A brief review of the nuclear processing methods which have been carried out over the past 70 years and a look at what the future holds. Including the challenges of reprocessing, the wastes produced and how those wastes can be reused.

15.00 - 15.30

Julie Franklin

How to write an effective funding application

Julie FranklinCareer and Professional Development Adviser, Royal Society of Chemistry. 

Finding someone to fund your ideas is crucial for all scientists. Just having a good idea isn’t enough, you have to sell your vision to the funder. This session will show you how to write grant proposals to access research and business funding.



Thursday 31 October

10.15 - 10.30

Phillip Broadwith


Welcome, Phillip Broadwith, Chemistry World

10.30 - 11.00

Gareth Hatch

The challenges associated with the growing demand for rare earth metals

Gareth Hatch, Managing Director, Strategic Materials Advisors

Rare-earth elements (REEs) are the ‘vitamins’ of our technological age, enabling a wide range of magnetic, electronic, optical, catalytic and other applications. This session will take a look at the supply and demand dynamics for REEs, and their increasingly critical role in everything from the electric-vehicle revolution to the current US-China trade dispute.

11.00 - 11.30

Alan Walton

Recycling of Rare earth magnets

Professor Allan Walton, Professor of Critical and Magnetic Materials, Birmingham Centre for Strategic Elements & Critical Materials 

This talk will cover the challenges encountered in recycling rare earth magnets in end of life products including automotive, electronics and loudspeakers. Prof Walton will then outline the possible solutions to these problems including sensing and robotic sorting of waste, extraction technologies and multiple methods of remanufacture. 




11.30 - 12.00

Gavin Harper

Lithium Ion Battery Recycling

Gavin Harper, Faraday Institution Research Fellow, Birmingham Centre for Strategic Elements & Critical Materials, University of Birmingham

As the number of electric vehicles on our roads grows, Lithium Ion Batteries will present both a waste management problem, and also an opportunity to secure resources for future battery production. This session examines recycling methods for the recovery of Critical Materials from automotive batteries.

13.00 - 13.45

Helen Arney

Keynote: Science presenter and geek songstress

Helen will be mixing songs and stand-up in a unique take on the Periodic Table. Expect witty tunes about her favourite elements, and some of the less popular ones that might need a bit of a make-over... And, of course, she’ll be singing her new version of Tom Lehrer’s “Elements” - from Hydrogen to all the way Oganesson. 


14.00 - 14.30

Prof Steve Liddle

Uranium: Dr Jekyll or Mr Hyde of the Periodic Table?

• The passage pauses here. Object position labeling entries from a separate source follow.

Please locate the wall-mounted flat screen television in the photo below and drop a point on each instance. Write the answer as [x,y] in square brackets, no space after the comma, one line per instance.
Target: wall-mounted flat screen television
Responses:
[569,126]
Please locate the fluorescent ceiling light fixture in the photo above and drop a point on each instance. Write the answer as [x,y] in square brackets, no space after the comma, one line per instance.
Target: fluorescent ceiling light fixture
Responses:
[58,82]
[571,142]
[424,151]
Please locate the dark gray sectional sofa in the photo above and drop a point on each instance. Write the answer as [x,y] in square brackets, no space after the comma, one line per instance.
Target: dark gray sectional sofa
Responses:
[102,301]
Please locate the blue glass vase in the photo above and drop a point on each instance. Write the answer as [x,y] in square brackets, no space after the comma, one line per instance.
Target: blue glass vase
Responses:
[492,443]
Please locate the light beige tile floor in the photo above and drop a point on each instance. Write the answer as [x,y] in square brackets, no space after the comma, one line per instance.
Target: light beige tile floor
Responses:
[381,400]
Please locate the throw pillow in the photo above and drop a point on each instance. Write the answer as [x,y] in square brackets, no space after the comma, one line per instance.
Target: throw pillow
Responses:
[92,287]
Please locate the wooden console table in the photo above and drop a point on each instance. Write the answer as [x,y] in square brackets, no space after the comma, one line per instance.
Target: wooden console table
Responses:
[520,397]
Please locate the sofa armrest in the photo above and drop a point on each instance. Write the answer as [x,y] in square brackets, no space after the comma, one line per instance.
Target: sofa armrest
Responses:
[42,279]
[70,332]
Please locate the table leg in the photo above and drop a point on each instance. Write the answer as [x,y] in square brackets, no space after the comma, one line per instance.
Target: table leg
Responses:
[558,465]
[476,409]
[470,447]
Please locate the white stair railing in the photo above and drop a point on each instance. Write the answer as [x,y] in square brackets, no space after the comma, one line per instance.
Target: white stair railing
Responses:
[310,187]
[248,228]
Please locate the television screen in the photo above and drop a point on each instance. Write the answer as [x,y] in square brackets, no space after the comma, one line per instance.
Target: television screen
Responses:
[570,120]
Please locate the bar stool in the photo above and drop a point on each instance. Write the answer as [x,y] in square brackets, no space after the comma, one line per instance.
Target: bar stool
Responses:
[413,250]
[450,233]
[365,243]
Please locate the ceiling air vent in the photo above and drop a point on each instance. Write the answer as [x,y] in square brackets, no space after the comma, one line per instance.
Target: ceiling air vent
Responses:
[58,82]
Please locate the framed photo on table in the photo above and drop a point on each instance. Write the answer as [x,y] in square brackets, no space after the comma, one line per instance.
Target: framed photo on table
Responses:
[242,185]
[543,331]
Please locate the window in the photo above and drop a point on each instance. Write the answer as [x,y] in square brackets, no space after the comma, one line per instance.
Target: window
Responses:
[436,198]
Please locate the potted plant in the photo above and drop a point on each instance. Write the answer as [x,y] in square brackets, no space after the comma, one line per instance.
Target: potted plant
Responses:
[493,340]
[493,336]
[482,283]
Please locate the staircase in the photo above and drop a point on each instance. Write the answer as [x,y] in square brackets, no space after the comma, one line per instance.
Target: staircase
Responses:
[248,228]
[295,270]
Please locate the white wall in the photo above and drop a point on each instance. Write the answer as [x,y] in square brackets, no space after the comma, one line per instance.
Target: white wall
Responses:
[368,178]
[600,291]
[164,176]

Professor Steve Liddle, Professor and Head of Inorganic Chemistry; Co-Director, Centre for Radiochemistry Research, The University of Manchester 

This talk will deliver a brief history of the actinides and how they fit into the Periodic Table, discuss how the Periodic Table is ‘wrong’, debate perceptions of uranium, right and wrong, regarding its role in nuclear technologies, and cover how molecular chemistry can address Legacy nuclear waste challenges.



14.30 - 15.00

Diane Turner

Using the Periodic Table in our GC-MS analyses

Dr Diane Turner, Senior Consultant & Director, Anthias Consulting Limited, President-elect of RSC ADC

When developing a GC-MS method it is best to start from the basics, the chemistry of the molecules to be separated and detected. The talk will discuss the different elements encountered when performing GC-MS analysis, the problems associated with certain elements and properties of others which help in the identification of these molecules.